Sérgio Souto – Casei quatro vezes  Só tenho um filho. Fui econômico nessa questão.

“Eu só teria a dizer que tenho uma história, que não me arrependo de nada e que tenho muito orgulho do que fiz. Sem falsa modéstia, eu me acho um puta de um compositor, um cara que escreve fácil e legal. Escrevendo, sou meio ousado. Não faço rimas médias”.

Como é que você gostaria de ser lembrado quando partir para o outro lado, como você diz?

Sérgio Souto – O futuro, segundo diz um grande amigo meu, um pensador, é um lugar onde a gente e ninguém ainda não chegou. Não é bem isso que ele falou, mas é mais ou menos o seguinte: o futuro é um lugar que não existe. Eu só teria a dizer que tenho uma história, que não me arrependo de nada e que tenho muito orgulho do que fiz.
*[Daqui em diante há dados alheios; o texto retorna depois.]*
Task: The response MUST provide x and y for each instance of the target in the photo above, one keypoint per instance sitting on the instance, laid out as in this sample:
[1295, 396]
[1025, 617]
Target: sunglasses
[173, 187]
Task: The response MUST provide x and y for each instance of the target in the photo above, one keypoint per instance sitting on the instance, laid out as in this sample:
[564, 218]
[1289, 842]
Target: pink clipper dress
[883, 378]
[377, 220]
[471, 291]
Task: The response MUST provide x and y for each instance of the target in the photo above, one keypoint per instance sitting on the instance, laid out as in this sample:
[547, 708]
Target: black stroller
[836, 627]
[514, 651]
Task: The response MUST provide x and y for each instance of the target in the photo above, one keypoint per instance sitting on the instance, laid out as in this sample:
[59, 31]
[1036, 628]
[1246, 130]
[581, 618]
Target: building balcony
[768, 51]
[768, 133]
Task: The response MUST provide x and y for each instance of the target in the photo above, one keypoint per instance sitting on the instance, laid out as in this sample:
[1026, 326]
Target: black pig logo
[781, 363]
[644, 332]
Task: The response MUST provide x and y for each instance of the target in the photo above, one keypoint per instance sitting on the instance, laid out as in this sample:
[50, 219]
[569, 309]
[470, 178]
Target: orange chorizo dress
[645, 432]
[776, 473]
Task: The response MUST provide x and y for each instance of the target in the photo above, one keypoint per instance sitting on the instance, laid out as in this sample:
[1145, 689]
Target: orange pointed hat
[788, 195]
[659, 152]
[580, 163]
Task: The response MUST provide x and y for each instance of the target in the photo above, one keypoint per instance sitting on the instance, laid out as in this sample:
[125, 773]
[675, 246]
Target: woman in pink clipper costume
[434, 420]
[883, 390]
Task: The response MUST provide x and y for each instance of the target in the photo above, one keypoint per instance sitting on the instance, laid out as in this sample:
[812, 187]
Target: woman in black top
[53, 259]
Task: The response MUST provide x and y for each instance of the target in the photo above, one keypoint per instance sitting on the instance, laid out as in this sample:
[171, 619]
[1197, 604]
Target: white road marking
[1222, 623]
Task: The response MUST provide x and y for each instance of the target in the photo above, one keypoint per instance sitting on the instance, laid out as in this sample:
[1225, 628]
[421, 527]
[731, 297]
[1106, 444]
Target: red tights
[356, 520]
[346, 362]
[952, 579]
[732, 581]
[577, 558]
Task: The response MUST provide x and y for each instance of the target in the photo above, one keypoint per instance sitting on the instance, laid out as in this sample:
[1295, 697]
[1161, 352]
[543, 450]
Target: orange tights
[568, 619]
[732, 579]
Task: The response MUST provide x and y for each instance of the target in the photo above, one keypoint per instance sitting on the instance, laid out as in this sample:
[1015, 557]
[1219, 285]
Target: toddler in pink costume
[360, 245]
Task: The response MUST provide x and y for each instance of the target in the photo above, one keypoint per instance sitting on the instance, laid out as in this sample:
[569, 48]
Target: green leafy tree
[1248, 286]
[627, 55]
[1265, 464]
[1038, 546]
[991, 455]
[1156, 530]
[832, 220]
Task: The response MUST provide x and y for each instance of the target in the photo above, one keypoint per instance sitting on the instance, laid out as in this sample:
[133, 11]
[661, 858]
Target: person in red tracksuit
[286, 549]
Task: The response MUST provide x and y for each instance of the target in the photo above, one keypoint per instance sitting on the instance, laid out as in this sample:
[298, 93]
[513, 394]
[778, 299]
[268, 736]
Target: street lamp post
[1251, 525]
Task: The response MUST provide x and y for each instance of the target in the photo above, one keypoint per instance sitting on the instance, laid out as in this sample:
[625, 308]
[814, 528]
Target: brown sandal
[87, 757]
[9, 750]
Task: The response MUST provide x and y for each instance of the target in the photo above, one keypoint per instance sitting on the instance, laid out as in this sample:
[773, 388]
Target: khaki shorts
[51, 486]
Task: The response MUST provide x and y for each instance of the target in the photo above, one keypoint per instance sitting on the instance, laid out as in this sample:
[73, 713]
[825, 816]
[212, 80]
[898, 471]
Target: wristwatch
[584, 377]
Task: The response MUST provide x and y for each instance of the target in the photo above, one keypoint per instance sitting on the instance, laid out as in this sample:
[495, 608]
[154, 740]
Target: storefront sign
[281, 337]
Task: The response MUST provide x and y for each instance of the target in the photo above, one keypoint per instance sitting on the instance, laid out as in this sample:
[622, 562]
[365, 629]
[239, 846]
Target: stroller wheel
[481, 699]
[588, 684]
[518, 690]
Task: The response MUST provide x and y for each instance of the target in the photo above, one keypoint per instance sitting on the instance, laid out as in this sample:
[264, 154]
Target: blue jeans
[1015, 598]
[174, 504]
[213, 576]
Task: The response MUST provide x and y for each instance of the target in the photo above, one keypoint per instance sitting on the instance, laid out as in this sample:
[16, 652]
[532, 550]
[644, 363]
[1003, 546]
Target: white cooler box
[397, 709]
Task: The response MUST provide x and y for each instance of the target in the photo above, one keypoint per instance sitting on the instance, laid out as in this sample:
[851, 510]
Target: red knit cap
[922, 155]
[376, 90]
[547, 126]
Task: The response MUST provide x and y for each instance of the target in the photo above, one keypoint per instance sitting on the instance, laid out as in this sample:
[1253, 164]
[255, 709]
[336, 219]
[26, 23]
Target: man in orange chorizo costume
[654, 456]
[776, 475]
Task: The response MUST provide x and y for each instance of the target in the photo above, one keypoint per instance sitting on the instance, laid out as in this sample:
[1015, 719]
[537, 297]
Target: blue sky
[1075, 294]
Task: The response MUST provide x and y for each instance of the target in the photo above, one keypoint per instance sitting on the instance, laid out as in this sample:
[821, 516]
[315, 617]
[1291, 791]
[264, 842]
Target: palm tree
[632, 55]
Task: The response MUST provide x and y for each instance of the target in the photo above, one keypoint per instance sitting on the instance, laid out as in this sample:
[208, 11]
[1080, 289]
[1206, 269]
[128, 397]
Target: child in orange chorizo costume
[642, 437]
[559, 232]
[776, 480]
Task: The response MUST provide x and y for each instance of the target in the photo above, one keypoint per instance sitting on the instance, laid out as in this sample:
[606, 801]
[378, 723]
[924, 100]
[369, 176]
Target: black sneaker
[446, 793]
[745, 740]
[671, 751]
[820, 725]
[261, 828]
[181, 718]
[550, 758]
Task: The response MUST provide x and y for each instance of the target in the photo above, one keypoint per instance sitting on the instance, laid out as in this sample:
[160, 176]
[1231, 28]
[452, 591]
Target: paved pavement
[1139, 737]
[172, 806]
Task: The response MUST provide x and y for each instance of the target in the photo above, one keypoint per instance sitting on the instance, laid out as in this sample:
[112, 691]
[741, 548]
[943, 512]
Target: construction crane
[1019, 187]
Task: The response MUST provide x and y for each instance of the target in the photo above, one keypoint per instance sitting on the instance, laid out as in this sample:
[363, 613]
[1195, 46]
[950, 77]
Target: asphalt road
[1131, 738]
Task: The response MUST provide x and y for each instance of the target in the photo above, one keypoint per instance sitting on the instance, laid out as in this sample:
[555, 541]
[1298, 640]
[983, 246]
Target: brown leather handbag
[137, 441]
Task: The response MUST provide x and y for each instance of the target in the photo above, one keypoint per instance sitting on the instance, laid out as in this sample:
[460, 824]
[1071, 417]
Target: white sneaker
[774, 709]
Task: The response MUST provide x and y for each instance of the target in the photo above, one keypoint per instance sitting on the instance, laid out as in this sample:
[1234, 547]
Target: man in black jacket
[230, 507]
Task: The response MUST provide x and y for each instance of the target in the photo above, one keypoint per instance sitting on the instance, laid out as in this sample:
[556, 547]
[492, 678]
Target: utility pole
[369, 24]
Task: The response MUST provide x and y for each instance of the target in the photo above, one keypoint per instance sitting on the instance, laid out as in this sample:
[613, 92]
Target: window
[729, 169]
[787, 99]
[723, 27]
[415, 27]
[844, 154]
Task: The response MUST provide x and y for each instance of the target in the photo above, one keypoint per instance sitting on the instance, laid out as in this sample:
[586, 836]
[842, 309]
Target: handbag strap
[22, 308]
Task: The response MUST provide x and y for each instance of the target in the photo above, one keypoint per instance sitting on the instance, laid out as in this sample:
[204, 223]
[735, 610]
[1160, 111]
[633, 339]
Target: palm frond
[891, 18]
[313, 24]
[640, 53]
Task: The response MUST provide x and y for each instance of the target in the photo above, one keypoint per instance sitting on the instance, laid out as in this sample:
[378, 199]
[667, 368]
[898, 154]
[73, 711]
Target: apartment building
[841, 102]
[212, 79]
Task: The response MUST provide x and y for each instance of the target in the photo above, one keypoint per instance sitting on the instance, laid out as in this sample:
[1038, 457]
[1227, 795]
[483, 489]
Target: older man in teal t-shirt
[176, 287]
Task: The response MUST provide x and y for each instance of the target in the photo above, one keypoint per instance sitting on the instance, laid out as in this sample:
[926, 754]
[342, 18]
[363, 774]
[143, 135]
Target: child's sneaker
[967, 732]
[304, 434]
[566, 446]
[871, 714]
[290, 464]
Sem falsa modéstia, eu me acho um puta de um compositor, um cara que escreve fácil e legal. Escrevendo, sou meio ousado. Não faço rimas médias. Procuro fazer rimas ricas. Enfim, eu gosto do que escrevo porque sou contra as obviedades. 

O que te inspira afinal?

Sérgio Souto – Não tenho essa história de inspiração clássica. Meu dia é simples. Antes de chegar na frente do computador, faço meu café, chamo a Socorro para o café e depois já estou liberado para ficar na frente do meu notebook e pronto, as coisas saem.

Você já usou droga? Para compor você precisa de algm aditivo, como é comum entre outros compositores?
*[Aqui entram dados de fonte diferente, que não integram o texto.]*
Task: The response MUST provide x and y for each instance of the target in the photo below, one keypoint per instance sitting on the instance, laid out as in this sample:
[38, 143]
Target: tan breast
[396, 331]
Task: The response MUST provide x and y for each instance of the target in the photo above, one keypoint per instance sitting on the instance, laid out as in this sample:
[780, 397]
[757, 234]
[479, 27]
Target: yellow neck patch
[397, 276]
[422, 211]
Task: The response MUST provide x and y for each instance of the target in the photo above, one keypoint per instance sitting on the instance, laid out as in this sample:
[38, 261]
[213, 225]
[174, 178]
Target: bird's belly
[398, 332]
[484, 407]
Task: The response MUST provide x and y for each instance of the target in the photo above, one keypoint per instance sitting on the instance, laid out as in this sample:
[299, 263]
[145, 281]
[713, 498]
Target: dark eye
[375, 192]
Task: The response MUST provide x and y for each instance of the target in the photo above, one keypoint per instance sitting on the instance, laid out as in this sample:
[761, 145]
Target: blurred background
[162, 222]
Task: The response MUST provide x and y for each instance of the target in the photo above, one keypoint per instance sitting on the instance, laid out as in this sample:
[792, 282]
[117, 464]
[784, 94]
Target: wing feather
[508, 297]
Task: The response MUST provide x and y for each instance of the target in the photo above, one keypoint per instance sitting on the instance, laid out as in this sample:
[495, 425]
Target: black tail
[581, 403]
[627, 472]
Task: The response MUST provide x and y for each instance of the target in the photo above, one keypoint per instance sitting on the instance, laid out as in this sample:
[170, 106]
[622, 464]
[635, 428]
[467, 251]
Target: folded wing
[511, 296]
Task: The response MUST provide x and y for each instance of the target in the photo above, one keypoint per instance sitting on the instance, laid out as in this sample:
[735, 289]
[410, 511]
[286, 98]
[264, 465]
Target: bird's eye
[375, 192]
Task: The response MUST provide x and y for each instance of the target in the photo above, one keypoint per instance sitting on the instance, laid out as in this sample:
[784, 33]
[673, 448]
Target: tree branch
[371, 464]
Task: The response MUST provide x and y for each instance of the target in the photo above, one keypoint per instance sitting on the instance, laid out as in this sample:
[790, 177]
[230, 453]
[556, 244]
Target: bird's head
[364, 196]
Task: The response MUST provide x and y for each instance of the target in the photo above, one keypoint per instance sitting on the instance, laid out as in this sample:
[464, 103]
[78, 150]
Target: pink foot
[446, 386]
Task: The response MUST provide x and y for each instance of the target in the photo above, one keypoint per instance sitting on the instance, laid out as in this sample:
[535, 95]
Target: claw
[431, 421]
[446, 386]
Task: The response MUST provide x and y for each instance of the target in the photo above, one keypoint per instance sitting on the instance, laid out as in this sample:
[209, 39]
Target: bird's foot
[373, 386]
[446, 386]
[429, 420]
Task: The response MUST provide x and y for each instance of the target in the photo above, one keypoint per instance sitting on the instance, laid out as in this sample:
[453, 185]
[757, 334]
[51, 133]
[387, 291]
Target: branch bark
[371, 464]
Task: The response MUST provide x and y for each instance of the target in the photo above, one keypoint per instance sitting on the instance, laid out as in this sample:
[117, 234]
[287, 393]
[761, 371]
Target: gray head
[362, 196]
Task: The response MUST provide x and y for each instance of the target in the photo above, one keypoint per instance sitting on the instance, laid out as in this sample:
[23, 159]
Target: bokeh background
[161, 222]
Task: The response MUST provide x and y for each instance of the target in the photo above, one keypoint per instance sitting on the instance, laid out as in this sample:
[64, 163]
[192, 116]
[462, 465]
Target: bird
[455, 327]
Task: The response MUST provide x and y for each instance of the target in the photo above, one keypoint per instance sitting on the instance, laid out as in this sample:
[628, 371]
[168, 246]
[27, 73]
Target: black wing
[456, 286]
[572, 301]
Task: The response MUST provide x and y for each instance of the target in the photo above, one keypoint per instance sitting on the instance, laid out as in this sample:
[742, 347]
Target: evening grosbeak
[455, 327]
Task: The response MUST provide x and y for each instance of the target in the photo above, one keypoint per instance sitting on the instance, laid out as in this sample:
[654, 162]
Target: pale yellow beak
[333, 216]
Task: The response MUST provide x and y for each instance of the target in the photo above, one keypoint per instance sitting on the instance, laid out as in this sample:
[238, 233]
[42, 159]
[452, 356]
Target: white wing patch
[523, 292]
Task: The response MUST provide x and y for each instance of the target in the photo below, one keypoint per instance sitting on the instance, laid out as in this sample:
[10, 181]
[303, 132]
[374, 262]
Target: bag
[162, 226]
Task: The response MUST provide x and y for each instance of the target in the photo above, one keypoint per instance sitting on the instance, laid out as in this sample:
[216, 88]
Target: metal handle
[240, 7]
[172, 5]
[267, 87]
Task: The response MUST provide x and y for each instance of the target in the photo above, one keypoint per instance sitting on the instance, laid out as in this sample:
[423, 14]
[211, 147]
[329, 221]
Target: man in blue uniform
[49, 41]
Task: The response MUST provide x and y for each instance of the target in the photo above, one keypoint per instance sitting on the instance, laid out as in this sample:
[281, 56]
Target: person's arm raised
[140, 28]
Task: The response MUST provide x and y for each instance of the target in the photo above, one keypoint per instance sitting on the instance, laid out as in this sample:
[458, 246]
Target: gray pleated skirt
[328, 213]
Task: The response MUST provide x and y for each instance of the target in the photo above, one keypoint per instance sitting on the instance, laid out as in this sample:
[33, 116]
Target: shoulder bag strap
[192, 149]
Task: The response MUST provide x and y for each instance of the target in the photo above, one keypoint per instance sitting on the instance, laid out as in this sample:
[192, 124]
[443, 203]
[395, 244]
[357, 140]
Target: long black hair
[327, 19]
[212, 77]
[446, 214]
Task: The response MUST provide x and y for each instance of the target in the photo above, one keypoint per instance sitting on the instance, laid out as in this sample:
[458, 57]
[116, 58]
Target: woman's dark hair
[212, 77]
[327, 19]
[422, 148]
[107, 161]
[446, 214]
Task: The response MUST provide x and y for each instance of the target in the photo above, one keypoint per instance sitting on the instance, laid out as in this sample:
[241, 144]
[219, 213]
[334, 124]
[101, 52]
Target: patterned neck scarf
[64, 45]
Sérgio Souto – Não, no máximo uma cervejinha. Eu gosto mais de um vinho.

Está vindo aí alguma novidade artística de sua parte?
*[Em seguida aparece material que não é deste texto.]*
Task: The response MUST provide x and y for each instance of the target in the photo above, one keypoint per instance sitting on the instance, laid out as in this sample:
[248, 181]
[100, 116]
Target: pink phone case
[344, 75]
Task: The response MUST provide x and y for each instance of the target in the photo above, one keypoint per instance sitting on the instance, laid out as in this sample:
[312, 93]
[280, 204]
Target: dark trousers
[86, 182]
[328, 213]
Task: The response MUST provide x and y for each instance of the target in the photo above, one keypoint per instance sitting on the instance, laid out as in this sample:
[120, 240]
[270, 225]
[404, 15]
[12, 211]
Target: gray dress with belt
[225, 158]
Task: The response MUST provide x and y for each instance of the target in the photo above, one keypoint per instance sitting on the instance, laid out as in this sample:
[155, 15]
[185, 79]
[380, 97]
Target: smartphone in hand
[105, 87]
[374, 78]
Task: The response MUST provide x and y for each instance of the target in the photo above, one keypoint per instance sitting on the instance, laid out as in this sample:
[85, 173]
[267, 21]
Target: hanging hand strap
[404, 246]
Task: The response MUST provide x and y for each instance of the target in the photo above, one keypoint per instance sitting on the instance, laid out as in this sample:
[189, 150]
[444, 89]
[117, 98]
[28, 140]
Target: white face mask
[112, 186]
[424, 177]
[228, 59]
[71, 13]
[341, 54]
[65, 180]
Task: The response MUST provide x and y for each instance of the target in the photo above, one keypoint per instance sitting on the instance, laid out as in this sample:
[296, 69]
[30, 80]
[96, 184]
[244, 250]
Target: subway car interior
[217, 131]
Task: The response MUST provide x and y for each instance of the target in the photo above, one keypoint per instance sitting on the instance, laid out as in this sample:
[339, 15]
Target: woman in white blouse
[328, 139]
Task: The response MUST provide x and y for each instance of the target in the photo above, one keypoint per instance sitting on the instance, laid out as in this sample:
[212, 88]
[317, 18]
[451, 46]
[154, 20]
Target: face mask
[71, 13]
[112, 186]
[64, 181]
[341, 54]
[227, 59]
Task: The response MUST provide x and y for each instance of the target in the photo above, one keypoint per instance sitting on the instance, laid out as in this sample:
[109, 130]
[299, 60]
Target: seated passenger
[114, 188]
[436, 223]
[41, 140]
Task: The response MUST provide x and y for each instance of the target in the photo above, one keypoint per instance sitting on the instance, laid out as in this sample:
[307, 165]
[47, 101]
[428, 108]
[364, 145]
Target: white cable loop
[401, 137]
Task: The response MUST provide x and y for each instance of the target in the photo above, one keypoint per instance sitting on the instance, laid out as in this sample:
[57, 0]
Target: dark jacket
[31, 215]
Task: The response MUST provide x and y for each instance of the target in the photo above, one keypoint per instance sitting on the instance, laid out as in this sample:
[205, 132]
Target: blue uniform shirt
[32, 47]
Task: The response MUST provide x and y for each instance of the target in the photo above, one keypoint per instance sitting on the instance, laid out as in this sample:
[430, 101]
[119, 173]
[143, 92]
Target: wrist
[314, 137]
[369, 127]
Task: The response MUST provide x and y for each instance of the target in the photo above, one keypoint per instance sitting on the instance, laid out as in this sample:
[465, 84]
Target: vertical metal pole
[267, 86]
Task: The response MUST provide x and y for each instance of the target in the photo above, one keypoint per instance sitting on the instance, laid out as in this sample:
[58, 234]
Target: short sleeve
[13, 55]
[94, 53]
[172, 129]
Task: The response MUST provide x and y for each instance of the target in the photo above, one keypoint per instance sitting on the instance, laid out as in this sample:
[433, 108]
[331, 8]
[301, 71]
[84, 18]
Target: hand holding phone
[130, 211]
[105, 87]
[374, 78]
Sérgio Souto – Eu tenho tantos projetos… Tenho um com um poeta gaúcho, chamado Carlos de Jaguarão. Nós estamos fazendo um trabalho juntos. Já gravei duas músicas nossas que serão lançadas em breve. Coisas belíssimas. Uma chamada de “Sabores e Essências”. Já estão gravadas. Falta só ir ao Rio de Janeiro, mixar e colocá-las no mundo.

Eu gosto desse poeta porque ele é um cara ousado, porque manda músicas para as rádios do mundo todo. Paralelo a isso, estou desenvolvendo um trabalho com um pianista erudito e popular, chamado Reinaldo Arias. O Reinaldo tem a minha idade e sentei com ele dizendo que queria fazer um disco com ele. Piano e voz. Ele disse que topa. Marcou estúdio. A única exigência dele é que seja um estúdio com piano acústico. A execução dele é uma coisa fantástica. O que posso garantir é que vem coisa boa por aí, para breve.